In its place Oracle plans to run a broader developer-focused conference, called Oracle Code One. Oracle explained the move in an announcement.

Oracle Code One is our new developer conference that’s inclusive of more languages, technologies, and developer communities than other conferences.
Expect talks on Go, Rust, Python, JavaScript, and R, along with more of the great Java technical content that developers expect.

Stephen Chin, director Oracle Developer Community, provided some more details:

We are expanding the JavaOne conference to include more tracks and content.  This includes content on microservices, containers, AI, chatbots, blockchain, and databases that have been part of the ongoing Oracle Code roadshow.  The combined conference is called Oracle Code One and will be at the Moscone West from October 22-25.

He went on further to assure Java developers that at least some of the features of JavaOne will remain:

We will have a dedicated Java Keynote and Community Keynote.  All of the Java focused community activities are being carried forward including the kids event, IGNITE sessions, community day (now as a track), Java Champion briefings, Duke’s Choice Award etc.

The track listing for Code One indicates some of Oracle's thinking about the new event. There is still a heavy Java focus, with Core Java Platform, Java Ecosystem and Java Server-Side Development and Microservices being three of the prominent tracks.
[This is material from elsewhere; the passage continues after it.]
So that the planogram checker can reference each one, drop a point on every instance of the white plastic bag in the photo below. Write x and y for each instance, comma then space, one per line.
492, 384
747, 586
Of the others, Developer Community is likely to be a broadened version of the content that the Java community has traditionally excelled at. The Emerging Technologies also seems to be an expanded version of the "Emerging JVM Languages" track seen at recent editions of JavaOne.

The remaining tracks feature other currently hot developer technologies, such as Cloud / Serverless, Data Science, Devops as well as Dev Tools, Modern Web and a dedicated MySQL track.

Martijn Verburg, leader of the London Java Community, commented that:

Java developers have not worked in isolation on a pure Java stack in a long, long time. Devoxx and other leading conferences have always acknowledged this and sensibly Oracle is doing the same thing. Java is the glue that binds a lot of other tech together and my hope is that this conference will reflect that. I wish it all the success!

Others were less sure, with Simon Maple (Java Champion) reflecting that:

The announcement released by Oracle stated that JavaOne is expanding and its name has changed. Having digested the information, I feel left with the impression that it's quite the opposite - that Oracle Code is expanding and JavaOne is in fact being included as part of that conference.

This broadening of topics will certainly help the average developer, but there are already plenty of conferences out there satisfying that need, such as QCon. I feel we're losing one of the best, most targeted Java-focused conferences on the circuit, which although being a part of a larger commercial entity still felt very community-orientated.

The call for papers (CFP) is now open and closes on May 10th.

UPDATE: Oracle have contacted InfoQ & asked us to make it clear that they're committed to delivering core elements of the JavaOne content and programme as part of the new Code One conference, as per Stephen Chin's blog post. We've updated the post title accordingly.